FRANKFORT — Busy times call for the streamlined preparation of wholesome, healthy food — whether you are single or part of a couple or family.
Enter the whole chicken. While many cooks purchase chicken parts for individual dishes, purchasing and roasting the whole bird will result in prepared meat for a whole host of quick, delicious, homemade and healthy meals, from Saturday picnic to Sunday dinner.
When you puchase a chicken, buy the best bird you can afford. Read the packaging and avoid birds that have been injected with broth or a sodium solution or pre-treated in any way. I buy my chickens through the May Farm Grazing Guild here in Benzie County. Should you be unable to find a ‘plain chicken,’ skip the brining step.

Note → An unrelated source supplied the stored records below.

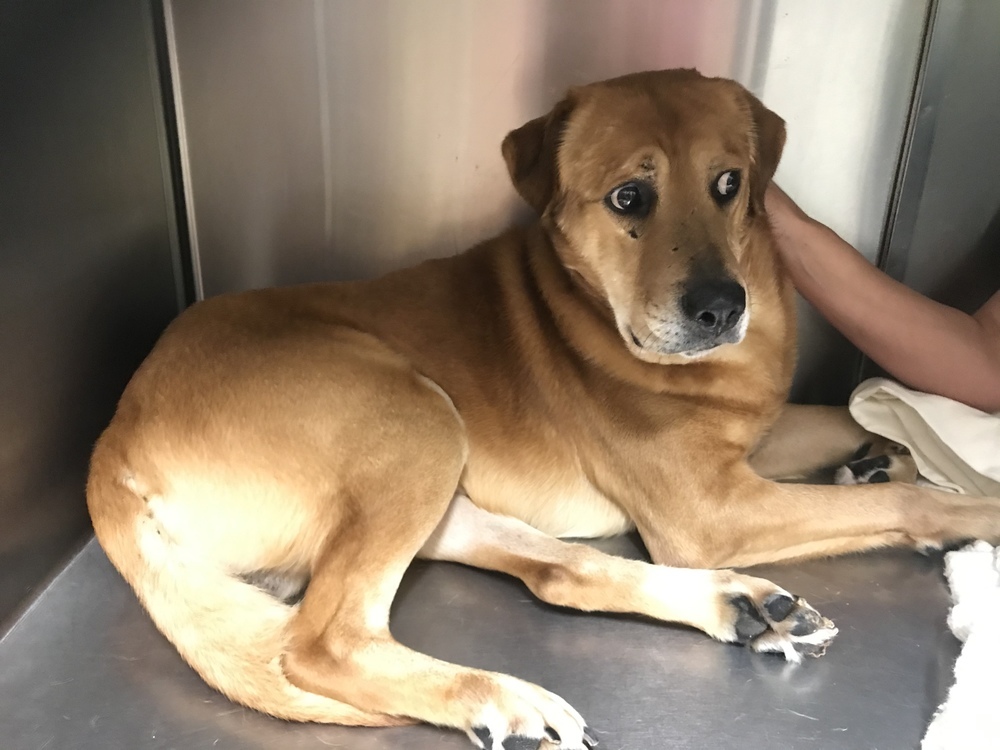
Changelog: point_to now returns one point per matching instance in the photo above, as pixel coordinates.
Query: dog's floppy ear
(770, 135)
(530, 154)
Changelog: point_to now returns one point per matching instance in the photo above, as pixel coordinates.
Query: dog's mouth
(680, 339)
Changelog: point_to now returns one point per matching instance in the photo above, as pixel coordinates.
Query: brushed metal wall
(87, 276)
(332, 140)
(945, 240)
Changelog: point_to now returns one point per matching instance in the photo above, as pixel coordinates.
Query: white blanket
(970, 718)
(957, 448)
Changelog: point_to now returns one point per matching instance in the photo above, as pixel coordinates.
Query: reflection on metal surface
(946, 238)
(332, 140)
(88, 671)
(86, 269)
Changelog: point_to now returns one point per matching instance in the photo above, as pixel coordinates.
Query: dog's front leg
(735, 518)
(728, 606)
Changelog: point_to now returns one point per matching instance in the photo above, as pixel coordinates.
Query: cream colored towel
(955, 446)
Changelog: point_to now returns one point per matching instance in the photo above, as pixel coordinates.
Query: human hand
(784, 213)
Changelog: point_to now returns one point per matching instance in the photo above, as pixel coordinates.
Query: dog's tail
(232, 633)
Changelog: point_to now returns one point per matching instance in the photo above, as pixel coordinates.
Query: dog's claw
(782, 623)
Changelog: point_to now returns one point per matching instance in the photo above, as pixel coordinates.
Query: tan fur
(472, 409)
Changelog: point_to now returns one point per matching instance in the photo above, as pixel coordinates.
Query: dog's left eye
(725, 186)
(630, 199)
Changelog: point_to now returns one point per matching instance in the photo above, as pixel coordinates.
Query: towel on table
(956, 448)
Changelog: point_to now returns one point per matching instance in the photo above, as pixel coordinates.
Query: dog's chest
(550, 494)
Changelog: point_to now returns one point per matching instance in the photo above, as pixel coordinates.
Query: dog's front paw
(884, 461)
(528, 717)
(767, 619)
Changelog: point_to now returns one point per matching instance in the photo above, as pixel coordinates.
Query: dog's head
(650, 185)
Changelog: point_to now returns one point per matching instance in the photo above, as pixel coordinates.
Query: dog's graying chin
(665, 331)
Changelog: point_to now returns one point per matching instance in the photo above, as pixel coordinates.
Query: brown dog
(611, 366)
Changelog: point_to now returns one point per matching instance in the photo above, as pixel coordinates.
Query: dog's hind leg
(807, 439)
(340, 645)
(728, 606)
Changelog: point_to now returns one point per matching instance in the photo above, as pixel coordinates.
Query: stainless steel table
(84, 668)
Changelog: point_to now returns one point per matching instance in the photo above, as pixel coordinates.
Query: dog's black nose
(715, 305)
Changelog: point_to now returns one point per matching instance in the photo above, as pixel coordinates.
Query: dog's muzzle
(714, 307)
(708, 313)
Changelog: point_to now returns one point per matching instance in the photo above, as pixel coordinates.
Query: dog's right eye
(630, 199)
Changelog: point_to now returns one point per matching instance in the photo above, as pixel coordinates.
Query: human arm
(927, 345)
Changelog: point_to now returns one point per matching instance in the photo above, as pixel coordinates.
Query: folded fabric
(955, 446)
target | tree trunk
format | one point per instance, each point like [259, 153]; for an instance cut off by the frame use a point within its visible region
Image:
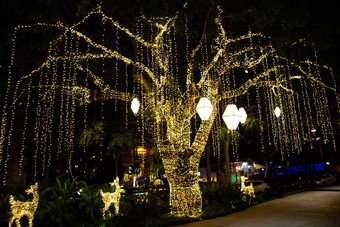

Meat is brined to add moisture and flavor. I brine my whole chickens and turkeys 8 to 12 hours. To brine a chicken, find a pot that will hold the entire bird with a little width to spare and several inches of depth. A too-big pot will dilute the salt and a too-little pot will leave some meat out of the brine. Fill the pot one third with cold water and add one cup of Kosher salt. Kosher salt is absolutely necessary as it is less salty than either mined or sea salt. Do not use table salt. Stir to dissolve. Add the bird to the pot and add additional cold water to cover. Refrigerate 8 to 12 hours.
Preheat the oven to 375°. Rinse the chicken in cold water and pat dry. Using cotton string, secure the legs and wings close to the body. Place the bird in a roasting pan with a rack, breast side down. Add carrot, celery and peeled onion cut into chunks to the roasting pan and in the cavity. Place in oven and roast for 30 minutes. After 30 minutes, turn the chicken breast side up and return to the oven. Roast the chicken about 20 minutes per pound or until a meat thermometer registers 185° at the thickest part. All juices should run clear or you will have some undercooked meat.